Mambo's Seafood is the classic "You buy, we fry" restaurant, a place where you can pick out your seafood before you order, selecting whole fresh fish, lobster, scallops, shrimp and other seafood by the pound to be prepared to your personal preferences. Seafood purchased to order is usually market price, but the prices are never steep. A regular fish platter, complete with Mambo's famous fried rice, will usually run less than $10. One of the best things to get is the whole fresh snapper, which can be fried, grilled whole or filleted, with a sauce of your choosing (grilled with just salt and pepper is usually best). Their shrimp cocktail is also exemplary, as is their pulpo, or octopus, which is delicious with the garlic butter scampi sauce and an order of house special fried rice. In truth, this is one of those places that do so much volume that the seafood is always fresh. The fact that it's easy on the pocketbook is just icing on the cake.

Coppa Ristorante Italiano

If pasta is your thing, Coppa is the way to go. The kitchen turns out incredible upscale takes on Italian classics with flair — like their porcini-flavored pappardelle with slightly sweet braised brisket sugo or the supremely delicate house-made gnocchi, swimming in a rich broth with notes of fresh sage and dollops of ricotta. Not to mention the bright-yolk-topped spaghetti carbonara with wisps of pink salami dancing throughout; it's a must-have. We suggest going with friends so you can try them all. When in Rome...

The Hay Merchant

With about 80 beers on tap and five cask selections each day, this hip Montrose joint is a craft beer lover's dream. But it's oh so much more than that. Grab a cold pint with friends and munch on bar snacks like the sweet and spicy fried pig ears and the sticky Vietnamese chicken wings. Come in for Tuesday Steak Night, when the bar is packed and the kitchen sears off cuts of locally raised beef to perfection. Or if you're a night owl, pop in for "Fatty Hour," their reverse happy hour offering $3 food selections from 11 p.m. to 1 a.m. There's never a bad time to have a good time.

Taqueria La Macro

"Tacos" is the answer to many of life's important questions. And if one of those questions is "Where am I going to eat my next plate of delicious tacos?" then La Macro is the ideal spot for you. This small taco shop just north of downtown offers real trompo tacos, complete with grilled pineapple chunks on top and your choice of creamy green or fire-red salsa. Burritos, quesadillas and hamburgers are also available to satisfy your hunger. The innovative and impressive Trompi-Burger will make just about any tummy happy. The space has just been expanded to include a full-service bar, so stop in for a cerveza or two.
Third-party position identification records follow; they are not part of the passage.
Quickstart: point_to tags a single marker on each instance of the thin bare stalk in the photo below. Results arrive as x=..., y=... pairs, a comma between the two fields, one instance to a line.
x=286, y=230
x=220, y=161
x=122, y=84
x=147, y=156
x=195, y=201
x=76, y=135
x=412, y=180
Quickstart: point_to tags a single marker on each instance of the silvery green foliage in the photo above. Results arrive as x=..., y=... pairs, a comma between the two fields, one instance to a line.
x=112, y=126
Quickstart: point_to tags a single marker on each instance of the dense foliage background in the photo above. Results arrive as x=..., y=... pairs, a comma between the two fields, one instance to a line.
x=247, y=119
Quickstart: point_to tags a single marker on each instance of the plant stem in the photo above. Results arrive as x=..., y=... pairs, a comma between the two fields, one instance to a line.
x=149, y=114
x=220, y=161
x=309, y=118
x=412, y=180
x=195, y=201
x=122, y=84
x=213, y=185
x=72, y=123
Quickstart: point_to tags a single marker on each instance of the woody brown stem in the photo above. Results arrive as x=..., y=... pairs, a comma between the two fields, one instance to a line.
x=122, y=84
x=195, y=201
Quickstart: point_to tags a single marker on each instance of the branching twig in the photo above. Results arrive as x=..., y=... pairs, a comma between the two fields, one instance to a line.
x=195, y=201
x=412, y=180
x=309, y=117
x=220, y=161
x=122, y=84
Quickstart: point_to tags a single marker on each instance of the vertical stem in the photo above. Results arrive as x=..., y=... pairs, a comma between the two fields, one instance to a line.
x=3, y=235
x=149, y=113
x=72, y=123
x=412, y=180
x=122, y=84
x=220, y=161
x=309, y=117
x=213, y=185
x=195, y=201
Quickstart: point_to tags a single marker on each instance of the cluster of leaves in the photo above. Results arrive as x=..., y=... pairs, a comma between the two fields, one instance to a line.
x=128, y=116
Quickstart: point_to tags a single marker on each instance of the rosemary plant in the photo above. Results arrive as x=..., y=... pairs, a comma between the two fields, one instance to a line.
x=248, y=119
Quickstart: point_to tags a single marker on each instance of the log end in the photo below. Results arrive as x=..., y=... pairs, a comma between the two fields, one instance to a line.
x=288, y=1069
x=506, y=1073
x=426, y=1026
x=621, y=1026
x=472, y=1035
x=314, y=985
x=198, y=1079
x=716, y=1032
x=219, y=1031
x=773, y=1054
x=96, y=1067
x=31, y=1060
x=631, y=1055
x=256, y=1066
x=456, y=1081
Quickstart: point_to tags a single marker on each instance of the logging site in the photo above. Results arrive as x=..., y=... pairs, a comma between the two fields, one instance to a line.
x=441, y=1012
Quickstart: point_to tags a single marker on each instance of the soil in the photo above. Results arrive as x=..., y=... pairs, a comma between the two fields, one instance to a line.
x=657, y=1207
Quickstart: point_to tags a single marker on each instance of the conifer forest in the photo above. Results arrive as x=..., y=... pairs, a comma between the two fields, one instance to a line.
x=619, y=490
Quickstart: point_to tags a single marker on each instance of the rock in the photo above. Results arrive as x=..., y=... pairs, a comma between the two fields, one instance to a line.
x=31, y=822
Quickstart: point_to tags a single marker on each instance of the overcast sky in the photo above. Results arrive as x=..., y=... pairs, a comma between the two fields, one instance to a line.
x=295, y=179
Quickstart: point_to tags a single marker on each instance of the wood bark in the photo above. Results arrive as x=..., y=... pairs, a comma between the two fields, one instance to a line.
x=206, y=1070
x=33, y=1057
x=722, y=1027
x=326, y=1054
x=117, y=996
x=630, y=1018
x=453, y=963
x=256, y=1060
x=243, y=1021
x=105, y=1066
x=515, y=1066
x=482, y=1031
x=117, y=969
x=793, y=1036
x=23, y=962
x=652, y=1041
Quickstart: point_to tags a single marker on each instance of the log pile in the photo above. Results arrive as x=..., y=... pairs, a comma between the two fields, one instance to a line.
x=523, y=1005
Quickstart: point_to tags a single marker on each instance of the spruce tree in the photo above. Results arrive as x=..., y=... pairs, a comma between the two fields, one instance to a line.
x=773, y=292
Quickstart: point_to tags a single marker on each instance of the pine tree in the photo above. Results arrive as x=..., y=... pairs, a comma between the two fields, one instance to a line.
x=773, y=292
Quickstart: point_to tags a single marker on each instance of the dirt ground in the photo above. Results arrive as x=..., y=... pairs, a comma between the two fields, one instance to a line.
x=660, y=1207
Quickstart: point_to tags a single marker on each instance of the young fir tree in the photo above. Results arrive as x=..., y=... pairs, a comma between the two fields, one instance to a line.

You're gonna need it after eating some of the best tacos in the city.

Crawfish and Noodles
Photo by Mai Pham

There's perhaps nothing that says Houston more than a Vietnamese crawfish restaurant. And while there are plenty of places that serve them, Crawfish & Noodles' Cajun-spiced, garlic-­butter-soaked critters take the cake. The mudbugs don't soak in their own juices for too long, allowing you to experience the true crawfish flavor of the fresh, tender meat inside the spice-dusted shells. Enjoy them by the pound alongside cua rang muoi, whole fried blue crabs, or the restaurant's house noodles, simmered in a rich broth with plump shrimp and pork. We're not kidding when we say the giant roll of paper towels on each table will come in handy. Oh, and you'll want to suck those mudbug heads. Trust us.